Des opérations de ratissage sont menées en ce moment par les armées centrafricaine et tchadienne dans la zone de Kaga Bandoro, sur la frontière commune. Les forces coalisées ont repris le contrôle la semaine dernière des deux bases du chef rebelle tchadien, Gondava et Ouandago, détruisant son poste de commandement. Selon le témoignage de l'évêque de Kaga Bandoro, Mgr Albert Vanbuel, ces opérations sont très violentes et font des victimes parmi les populations civiles. Les hélicoptères tchadiens ont bombardé les sites où les rebelles avaient installé leurs camps.

 

Brève interview de Mgr Albert Vanbuel, évêque de Kaga Bandoro avec Carine Frenk

Mgr : Les hélicoptères tchadiens ont bombardé le site de Gondava et de Ouandago avec beaucoup de morts des deux côtés, des civils qui sont tués aussi ; donc il y a beaucoup de morts qui ne sont pas encore enterrés.
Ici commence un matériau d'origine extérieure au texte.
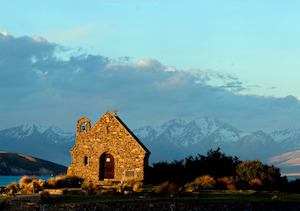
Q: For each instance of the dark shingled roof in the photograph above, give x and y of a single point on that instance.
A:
(131, 133)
Les gens de Baba Laddé ne sont plus en uniformes mais se sont déguisés en éleveurs ; ils se cachent partout ; même Baba Laddé se cache.

RFI : Les opérations se poursuivent à l’heure qu’il est des opérations de ratissage ?

Mgr : C’est sûr ! Aujourd’hui ils sont arrivés avec trente voitures à Kaga-Bandoro, les Tchadiens. Ils ont un objectif. Ils cherchent Baba Laddé. C’est tout. On cherche des gens qui sont complices. Si on prend des soi-disant rebelles on les torture, on les tue. Même sans être sûr qu’il est rebelle. C’est tout !  Ils n’ont pas de tribunal.  Cela me fait peur aussi pour les gens.

RFI : Les Tchadiens sont violents avec les gens ?

Mgr : Tous !... il ne faut pas rigoler avec eux tu es mort. Quand tu ne sais pas ce qu’ils demandent tu es mort. C’est tout. Il y a beaucoup de gens qui sont mort sans raison. Donc cela veut dire en théorie tout est calme mais tout est très dangereux. Il n’y a pas de paix. En ce moment il y a la peur, c’est tout.